Jenna Lapointe, Shell petrophysicist"There is something extraordinary about seeing the first boat come into the harbour. We have been on this journey for years – from reservoir to the pipe, from pipe to the plant – and now we are sending the LNG to the world."
Unlocking gas reservoirs
The idea of liquefying natural gas and exporting it from British Columbia had been around for decades. But in 2018, a final investment decision was signed by Shell, Malaysia’s PETRONAS, PetroChina, Mitsubishi Corporation of Japan and Korea’s KOGAS. Shell is the largest partner in the LNG Canada joint venture with a 40% interest.
Long before pipelines were laid or ships prepared for export, Shell’s geoscientists and engineers were poring over geological data, searching for the right rocks. In the foothills of British Columbia, they found them – layers of tight, gas-rich siltstone and shale known as the Montney formation.
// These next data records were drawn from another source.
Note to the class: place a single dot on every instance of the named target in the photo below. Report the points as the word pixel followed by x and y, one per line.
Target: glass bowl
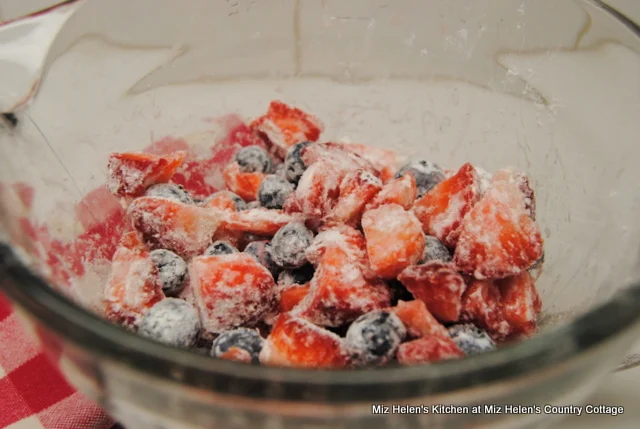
pixel 552 88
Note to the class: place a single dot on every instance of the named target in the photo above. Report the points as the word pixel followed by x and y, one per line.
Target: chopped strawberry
pixel 384 161
pixel 401 191
pixel 292 295
pixel 343 237
pixel 481 304
pixel 131 173
pixel 223 200
pixel 133 286
pixel 357 188
pixel 340 293
pixel 259 221
pixel 439 285
pixel 285 126
pixel 428 349
pixel 167 224
pixel 335 154
pixel 394 239
pixel 418 320
pixel 442 209
pixel 498 238
pixel 231 291
pixel 295 342
pixel 520 303
pixel 318 190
“I always start at the rocks,” says Jenna Lapointe, a petrophysicist who has worked for Shell for more than three decades. “I love the puzzle of trying to understand what makes the best quality reservoir.”
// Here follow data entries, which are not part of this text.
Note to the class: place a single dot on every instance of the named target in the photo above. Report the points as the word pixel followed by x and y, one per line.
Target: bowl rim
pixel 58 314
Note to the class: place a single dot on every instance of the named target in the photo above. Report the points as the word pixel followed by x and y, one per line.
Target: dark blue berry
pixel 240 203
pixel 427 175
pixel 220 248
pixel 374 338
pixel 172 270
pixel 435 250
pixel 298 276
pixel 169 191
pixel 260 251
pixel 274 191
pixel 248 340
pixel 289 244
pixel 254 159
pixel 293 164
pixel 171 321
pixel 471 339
Getting the gas to Kitimat was a feat of engineering in itself. The Coastal GasLink pipeline, owned and operated by TC Energy, traverses mountains, forests, and rivers. When the terrain got too steep for trucks or cranes, the Coastal Gaslink team created a solution.
“They built ski lifts to haul pipes up the side of a mountain,” says Hadi. “Not for people – for steel.”
First cargoes
As LNG tankers begin to dock in Kitimat, the project turns toward decades of operation.
“There is something extraordinary about seeing the first boat come into the harbour,” says Jenna. “We have been on this journey for years – from reservoir to the pipe, from pipe to the plant – and now we are sending the LNG to the world.”
“Like the Canadian Pacific Railway, which stretches from coast to coast, LNG Canada connects the country in a new way – from the gas fields to the global market,” says Hadi. “It creates a legacy for workers, local and First Nations communities, and Canada.”